I have an Elektra Micro casa and the pressure switch cuts in at a fraction under 1 bar and the needle drops down to 0.8 before the heater turns on again.

It seems, according to the green section on the dial, that the optimum pressure should be between 1.1 and 1.3.

How important is this slight lack of pressure? I would imagine not a lot but if it were, I would try to figure out how to adjust the pressure valve.

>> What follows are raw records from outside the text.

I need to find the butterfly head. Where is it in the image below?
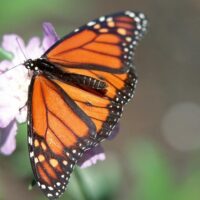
[24,59,39,71]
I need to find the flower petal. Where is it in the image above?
[78,145,106,168]
[42,22,59,51]
[0,120,17,155]
[26,37,44,59]
[2,34,26,64]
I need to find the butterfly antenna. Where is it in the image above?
[0,64,22,76]
[16,37,27,60]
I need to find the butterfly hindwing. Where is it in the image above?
[28,75,96,199]
[43,11,147,73]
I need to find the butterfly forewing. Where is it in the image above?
[43,11,147,73]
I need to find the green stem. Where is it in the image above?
[0,48,13,60]
[74,168,90,200]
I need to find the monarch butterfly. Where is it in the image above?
[24,11,147,199]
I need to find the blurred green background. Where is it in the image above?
[0,0,200,200]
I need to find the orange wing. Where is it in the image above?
[28,75,96,199]
[43,11,147,73]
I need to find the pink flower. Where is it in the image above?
[0,23,118,168]
[0,23,58,155]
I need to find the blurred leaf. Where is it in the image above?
[67,157,121,200]
[172,169,200,200]
[129,141,174,200]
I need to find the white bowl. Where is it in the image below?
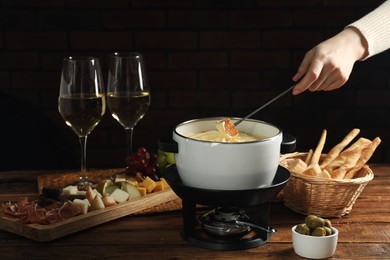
[173,118,283,190]
[291,225,339,259]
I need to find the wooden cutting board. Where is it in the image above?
[0,170,181,241]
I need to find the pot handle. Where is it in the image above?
[280,133,297,154]
[158,137,179,153]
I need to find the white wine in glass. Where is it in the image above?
[107,52,150,156]
[58,57,106,186]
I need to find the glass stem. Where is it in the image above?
[125,127,134,158]
[79,136,88,183]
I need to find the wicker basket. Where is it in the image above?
[280,153,374,217]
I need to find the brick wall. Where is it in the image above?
[0,0,390,169]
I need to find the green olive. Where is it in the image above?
[305,215,317,225]
[295,224,310,235]
[324,219,332,228]
[311,227,326,237]
[307,217,325,229]
[324,226,332,236]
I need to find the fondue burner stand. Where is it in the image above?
[182,199,276,250]
[164,165,290,250]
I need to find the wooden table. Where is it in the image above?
[0,165,390,259]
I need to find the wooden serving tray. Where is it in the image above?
[0,170,181,242]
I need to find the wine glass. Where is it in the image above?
[107,52,150,156]
[58,57,106,186]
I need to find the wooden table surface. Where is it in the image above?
[0,165,390,259]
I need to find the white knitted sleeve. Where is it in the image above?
[347,0,390,59]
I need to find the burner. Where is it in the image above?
[164,165,291,250]
[199,207,251,237]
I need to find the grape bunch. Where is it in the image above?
[125,147,160,181]
[156,150,176,171]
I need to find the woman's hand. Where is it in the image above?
[292,27,368,95]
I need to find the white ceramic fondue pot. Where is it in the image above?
[167,117,283,190]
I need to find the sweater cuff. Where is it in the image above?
[346,1,390,60]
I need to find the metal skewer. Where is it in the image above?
[234,84,295,126]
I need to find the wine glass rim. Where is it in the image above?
[110,51,142,57]
[64,55,99,61]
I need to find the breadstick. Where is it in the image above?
[330,149,362,179]
[302,163,322,176]
[309,129,327,165]
[325,137,371,174]
[305,149,313,164]
[344,137,382,179]
[320,128,360,168]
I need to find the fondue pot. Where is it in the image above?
[162,117,295,190]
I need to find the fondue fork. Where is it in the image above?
[234,84,295,126]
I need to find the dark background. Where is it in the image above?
[0,0,390,170]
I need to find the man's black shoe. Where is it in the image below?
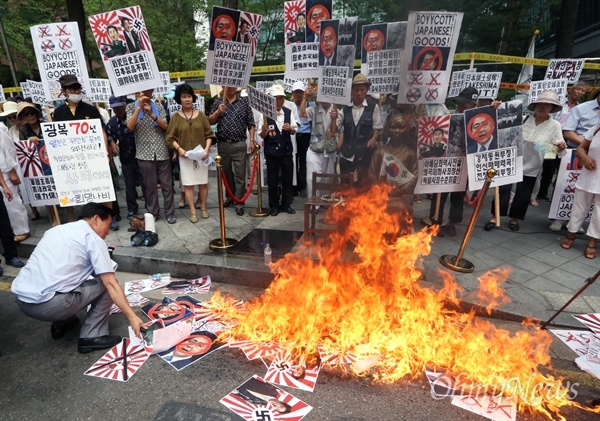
[77,335,123,354]
[50,316,79,339]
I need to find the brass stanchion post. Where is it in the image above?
[208,156,238,251]
[249,144,271,217]
[440,168,496,273]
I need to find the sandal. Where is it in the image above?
[560,237,575,250]
[583,246,597,259]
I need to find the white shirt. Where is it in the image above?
[523,115,566,177]
[0,123,17,172]
[338,99,383,132]
[575,124,600,194]
[11,220,115,304]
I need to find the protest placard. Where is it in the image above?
[283,73,308,93]
[15,140,58,206]
[88,79,112,103]
[465,101,523,190]
[205,6,262,87]
[448,68,477,98]
[41,119,115,207]
[29,22,89,101]
[529,79,569,104]
[361,22,407,94]
[317,66,352,105]
[459,72,502,99]
[27,79,48,105]
[88,6,162,96]
[415,114,468,194]
[19,82,31,98]
[544,58,585,85]
[283,0,333,78]
[154,72,171,95]
[398,12,463,104]
[548,149,594,221]
[246,85,277,120]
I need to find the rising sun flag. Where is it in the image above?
[211,186,600,420]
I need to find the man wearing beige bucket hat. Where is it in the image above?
[337,73,383,184]
[484,90,567,231]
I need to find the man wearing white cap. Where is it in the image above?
[337,73,383,184]
[292,80,311,197]
[0,101,29,243]
[260,85,298,216]
[300,86,338,199]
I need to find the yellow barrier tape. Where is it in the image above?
[454,53,600,70]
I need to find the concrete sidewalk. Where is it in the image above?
[3,173,600,328]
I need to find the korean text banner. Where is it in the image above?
[41,119,115,207]
[360,22,407,94]
[89,6,162,96]
[29,22,89,101]
[205,6,262,88]
[283,0,333,78]
[398,12,463,104]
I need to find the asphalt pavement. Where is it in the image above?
[0,172,600,421]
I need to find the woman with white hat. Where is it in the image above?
[561,123,600,259]
[0,101,29,243]
[484,90,567,231]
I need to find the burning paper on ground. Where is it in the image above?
[84,338,150,382]
[265,350,321,392]
[158,330,227,371]
[452,396,517,421]
[211,184,600,418]
[220,376,312,421]
[163,276,211,295]
[142,297,194,326]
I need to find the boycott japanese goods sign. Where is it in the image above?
[29,22,90,101]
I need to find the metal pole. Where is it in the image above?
[440,168,496,273]
[0,16,19,86]
[250,144,271,217]
[208,155,238,251]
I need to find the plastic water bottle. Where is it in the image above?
[265,243,273,266]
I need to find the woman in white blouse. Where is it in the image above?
[484,90,567,231]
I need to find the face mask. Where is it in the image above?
[68,94,83,104]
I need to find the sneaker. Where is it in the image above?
[550,219,562,232]
[6,257,25,268]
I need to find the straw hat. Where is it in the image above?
[352,73,371,86]
[269,85,285,96]
[17,102,42,118]
[0,101,19,117]
[527,89,562,113]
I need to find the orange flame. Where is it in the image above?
[213,186,600,419]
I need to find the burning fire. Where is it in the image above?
[212,186,600,419]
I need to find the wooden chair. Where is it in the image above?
[304,173,354,242]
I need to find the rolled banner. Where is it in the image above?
[144,213,156,232]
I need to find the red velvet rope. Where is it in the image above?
[465,190,481,206]
[221,159,260,203]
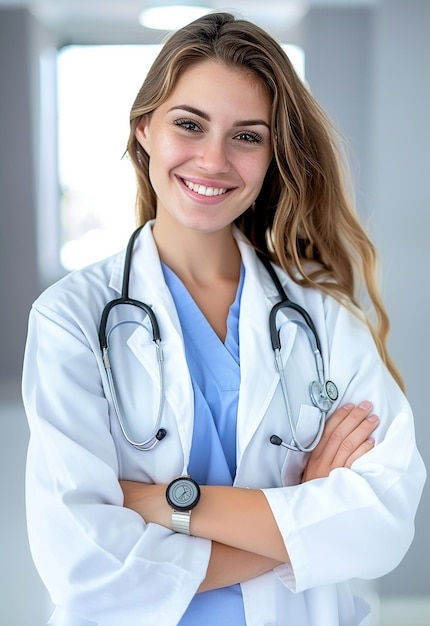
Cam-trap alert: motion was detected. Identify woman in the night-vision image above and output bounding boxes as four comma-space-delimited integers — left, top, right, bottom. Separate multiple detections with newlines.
23, 14, 424, 626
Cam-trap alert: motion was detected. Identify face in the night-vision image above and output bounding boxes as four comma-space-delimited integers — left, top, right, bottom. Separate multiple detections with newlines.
136, 61, 272, 232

Any thoughts would be welcome.

Thank you.


----------



## Jugglestruck (Nov 17, 2011)

Just to clarify, I am not really directing this question specifically at the Elektra (as I realise it is not a commonly used machine). It is more a question on the importance of the pressure deviating slightly in any coffee machine (by the amount indicated above) and whether it matters or not.


----------



## ChrisP (Jun 19, 2011)

The pressure makes quite a difference as the higher the pressure the higher the temperature of the water within the boiler. If your pressure is too low the the temp will be low which will effect the taste of the shot. Sounds like you may need a new pressure stat. I generally replace mine every year as it buggers up after a year or so and they're only cheap.


----------



## Ian_G (Nov 10, 2011)

I have the Elektra Semiauto and like you I questioned the pressure setting as I thought it was set a bit too low - in fact just as you describe. I missed out on getting the best out of quite a few coffees before realizing that the temperature was too low.

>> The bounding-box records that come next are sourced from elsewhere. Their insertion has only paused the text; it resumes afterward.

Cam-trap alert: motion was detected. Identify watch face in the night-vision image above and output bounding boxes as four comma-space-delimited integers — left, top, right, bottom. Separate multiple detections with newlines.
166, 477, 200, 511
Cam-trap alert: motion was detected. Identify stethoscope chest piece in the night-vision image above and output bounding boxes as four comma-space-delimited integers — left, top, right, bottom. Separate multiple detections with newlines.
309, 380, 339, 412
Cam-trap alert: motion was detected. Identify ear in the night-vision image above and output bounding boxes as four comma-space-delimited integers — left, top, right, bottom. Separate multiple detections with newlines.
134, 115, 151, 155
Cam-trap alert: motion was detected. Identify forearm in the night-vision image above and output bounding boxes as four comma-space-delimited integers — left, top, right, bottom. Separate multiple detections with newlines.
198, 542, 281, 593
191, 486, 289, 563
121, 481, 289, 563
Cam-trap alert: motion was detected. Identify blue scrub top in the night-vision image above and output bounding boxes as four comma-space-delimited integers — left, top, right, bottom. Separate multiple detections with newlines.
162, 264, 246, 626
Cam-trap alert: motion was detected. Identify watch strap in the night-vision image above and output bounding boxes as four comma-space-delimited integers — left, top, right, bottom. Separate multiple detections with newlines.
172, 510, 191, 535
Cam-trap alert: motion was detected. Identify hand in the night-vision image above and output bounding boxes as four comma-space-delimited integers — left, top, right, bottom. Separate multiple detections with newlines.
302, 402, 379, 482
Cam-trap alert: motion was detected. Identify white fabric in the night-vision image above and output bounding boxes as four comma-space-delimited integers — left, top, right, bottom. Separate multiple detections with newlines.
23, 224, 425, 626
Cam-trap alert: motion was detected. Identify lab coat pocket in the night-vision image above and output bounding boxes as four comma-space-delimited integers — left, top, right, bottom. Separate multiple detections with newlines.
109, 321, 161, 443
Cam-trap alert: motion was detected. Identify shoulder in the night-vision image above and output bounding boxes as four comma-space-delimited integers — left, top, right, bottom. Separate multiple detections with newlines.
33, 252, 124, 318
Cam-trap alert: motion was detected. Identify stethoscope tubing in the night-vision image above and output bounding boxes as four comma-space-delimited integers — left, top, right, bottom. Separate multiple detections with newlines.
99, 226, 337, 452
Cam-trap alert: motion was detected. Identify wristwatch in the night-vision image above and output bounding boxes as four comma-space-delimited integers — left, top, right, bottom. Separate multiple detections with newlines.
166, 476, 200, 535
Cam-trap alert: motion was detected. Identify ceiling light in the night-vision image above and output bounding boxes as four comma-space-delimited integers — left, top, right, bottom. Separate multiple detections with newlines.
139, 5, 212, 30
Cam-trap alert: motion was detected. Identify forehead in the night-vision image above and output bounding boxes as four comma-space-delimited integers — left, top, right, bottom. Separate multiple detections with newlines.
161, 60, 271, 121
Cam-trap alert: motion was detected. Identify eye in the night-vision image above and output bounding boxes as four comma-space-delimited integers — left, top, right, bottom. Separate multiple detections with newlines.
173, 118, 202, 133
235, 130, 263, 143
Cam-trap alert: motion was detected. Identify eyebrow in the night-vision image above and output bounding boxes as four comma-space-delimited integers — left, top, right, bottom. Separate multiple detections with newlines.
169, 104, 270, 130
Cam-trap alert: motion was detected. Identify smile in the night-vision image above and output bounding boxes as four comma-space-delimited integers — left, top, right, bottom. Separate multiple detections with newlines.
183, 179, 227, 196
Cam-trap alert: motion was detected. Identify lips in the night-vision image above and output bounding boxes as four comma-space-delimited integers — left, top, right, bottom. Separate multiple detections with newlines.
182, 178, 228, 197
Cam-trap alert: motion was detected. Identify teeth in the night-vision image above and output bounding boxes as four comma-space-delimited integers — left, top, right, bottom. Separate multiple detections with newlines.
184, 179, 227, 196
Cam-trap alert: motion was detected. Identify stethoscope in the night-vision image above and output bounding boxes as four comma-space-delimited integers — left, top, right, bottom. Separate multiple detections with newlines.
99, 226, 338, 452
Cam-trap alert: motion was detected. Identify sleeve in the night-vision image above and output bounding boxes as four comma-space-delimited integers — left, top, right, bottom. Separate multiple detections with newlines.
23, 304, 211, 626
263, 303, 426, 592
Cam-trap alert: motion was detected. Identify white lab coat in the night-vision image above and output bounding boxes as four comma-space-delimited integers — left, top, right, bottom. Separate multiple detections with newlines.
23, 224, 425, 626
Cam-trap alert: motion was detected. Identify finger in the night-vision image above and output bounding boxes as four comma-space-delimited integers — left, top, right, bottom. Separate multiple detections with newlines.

In the base of the Semiauto and probably your machine as well is a thing called a pressurestat. It looks like a bit of black plastic with an adjuster screw in the middle of it. If I remember correctly you turn it clockwise to increase the pressure, and therefore the temperature inside the boiler. You only need to turn it a quarter of a turn to see a significant rise in pressure, so given that you're almost in the zone I'd give it an eighth of a turn clockwise and take it from there.


----------



## Jugglestruck (Nov 17, 2011)

Thanks for the help, I'll have a go tomorrow and let you know how I get on!


----------



## Jugglestruck (Nov 17, 2011)

It took a three quarter turn and the pressure is perfect . thank you very much!


----------



## FDC (Jan 7, 2012)

Hello Jugglestruck

I have exactly the same 'problem' with my new Micros Casa. I thought the pressure was lower than expected. I will give this adjustment a go and see what difference it makes. I havent been getting very good froth when heating milk and wonder if this could be the cause.


----------



## Jugglestruck (Nov 17, 2011)

It's not hard to do and it should settle happily in the green area.

I have just got back from two weeks away and will post about the Elektra in the other thread on Monday as I am working all day tomorrow....

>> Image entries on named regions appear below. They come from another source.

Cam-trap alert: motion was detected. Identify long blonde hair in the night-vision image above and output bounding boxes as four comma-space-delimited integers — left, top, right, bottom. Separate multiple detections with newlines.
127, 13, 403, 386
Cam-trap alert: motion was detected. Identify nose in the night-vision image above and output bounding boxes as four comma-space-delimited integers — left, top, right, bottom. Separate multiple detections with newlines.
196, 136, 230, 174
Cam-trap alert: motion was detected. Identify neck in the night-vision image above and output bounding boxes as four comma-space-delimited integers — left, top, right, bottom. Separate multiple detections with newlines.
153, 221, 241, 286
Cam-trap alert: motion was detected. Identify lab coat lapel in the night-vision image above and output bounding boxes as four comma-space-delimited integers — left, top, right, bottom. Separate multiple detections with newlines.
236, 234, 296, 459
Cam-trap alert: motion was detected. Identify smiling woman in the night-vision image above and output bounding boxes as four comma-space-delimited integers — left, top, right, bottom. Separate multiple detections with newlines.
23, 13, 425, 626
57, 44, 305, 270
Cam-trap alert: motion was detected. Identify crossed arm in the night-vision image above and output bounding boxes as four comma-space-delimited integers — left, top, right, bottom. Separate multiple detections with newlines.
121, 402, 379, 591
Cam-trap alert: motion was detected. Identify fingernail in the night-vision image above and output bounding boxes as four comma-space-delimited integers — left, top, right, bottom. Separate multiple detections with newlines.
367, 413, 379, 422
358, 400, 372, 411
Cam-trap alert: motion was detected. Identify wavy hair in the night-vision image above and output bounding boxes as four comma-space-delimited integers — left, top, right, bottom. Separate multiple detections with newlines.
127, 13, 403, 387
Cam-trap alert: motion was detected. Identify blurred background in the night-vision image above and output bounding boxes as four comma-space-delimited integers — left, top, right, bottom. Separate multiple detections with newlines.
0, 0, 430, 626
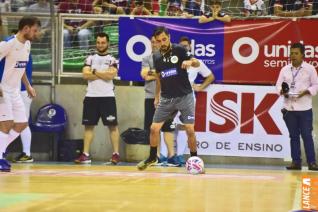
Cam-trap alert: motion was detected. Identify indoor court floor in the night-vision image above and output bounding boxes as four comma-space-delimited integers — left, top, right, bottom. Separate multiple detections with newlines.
0, 163, 318, 212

Not sure what difference it will make to the frothing, it occured to me that it took quite a while to master the froth with my Pavoni but I now find the Elektra very easy.

Put the tip of the steam wand just under the surface near the back and turn on full. Skim the tip in gentle small circles just under surface and you should double the volume of milk with foam quite quickly.


----------



## FDC (Jan 7, 2012)

Thanks again Jugglestruck - you are becoming my Elektra mentor!

You are right about the wand. Yesterday I moved it just below the surface and it was starting to make better froth. Will try moving wand to back of jug.

Good thing about this learning is that I get to drink lots of coffee - like we need an excuse! Used the Bialetti this morning for a change. Just the best smell in the world now going round the house.


----------